In Europe, inflation remained stable in April at 2.2%, according to Eurostat. Inflation rates across major economies showed slight declines, including Germany (2.2%), France (0.8%), and Cyprus (1.3%). The ECB is widely expected to lower rates further, with economists forecasting cuts in June and September that could bring the deposit rate to 1.75%. However, the recent US-China trade truce has tempered expectations, with markets now pricing in a slower pace of easing.
Geopolitical Events
Geopolitical focus shifted to diplomatic efforts in the Russia-Ukraine conflict. Ukrainian President Volodymyr Zelensky confirmed plans to meet Russian President Vladimir Putin in Turkey on May 15, pushing for a ceasefire agreement amid a backdrop of European pressure. However, uncertainty remained as the Kremlin had yet to confirm participation.
In the US, President Trump’s online criticisms of Fed policy continued, but markets appeared to shrug them off, focusing instead on tariff developments and macroeconomic data.
Market Trends
Equity markets rebounded sharply in May. The S&P 500 rose 6.6% over the past two weeks and turned positive for the year, fueled by optimism over the US-China tariff pause.

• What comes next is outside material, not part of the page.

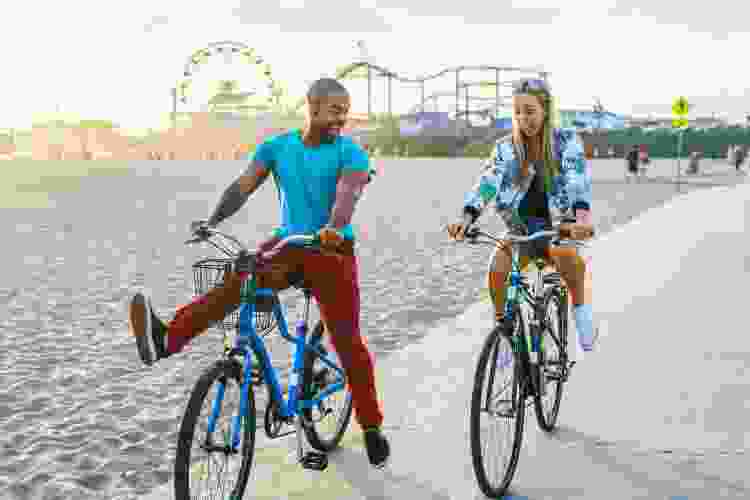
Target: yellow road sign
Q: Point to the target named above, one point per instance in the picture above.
(680, 123)
(680, 107)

European stocks followed suit, with Germany’s DAX up 6.3%, France’s CAC gaining 4.5%, and the STOXX Europe 600 rising 4.7%. In Asia, Hong Kong’s Hang Seng increased 5.1% and Japan’s Nikkei jumped 6.9%. While analysts welcomed the bounce, many cautioned that trade deals remain fragile and that economic fundamentals, including slowing growth and weaker corporate earnings, still pose risks.
Bond yields rose across the board as central banks signaled patience. The US 10-year Treasury yield climbed to 4.49%, while the 2-year yield rose to 4.02%. In Europe, German, French, and Italian yields also moved higher. Gold prices pulled back 1.2%, trading at $3,258 after hitting an all-time high in April, as investor risk appetite recovered.
Currency Trends
The US Dollar Index strengthened by 1.4% in May following the tariff truce. The euro weakened 1.6% against the dollar, now at $1.118. The dollar also gained against the Canadian dollar (+0.8%) and the Japanese yen (+2.7%), reflecting higher Treasury yields and improved risk sentiment. Sterling edged down 0.2%, trading at $1.329.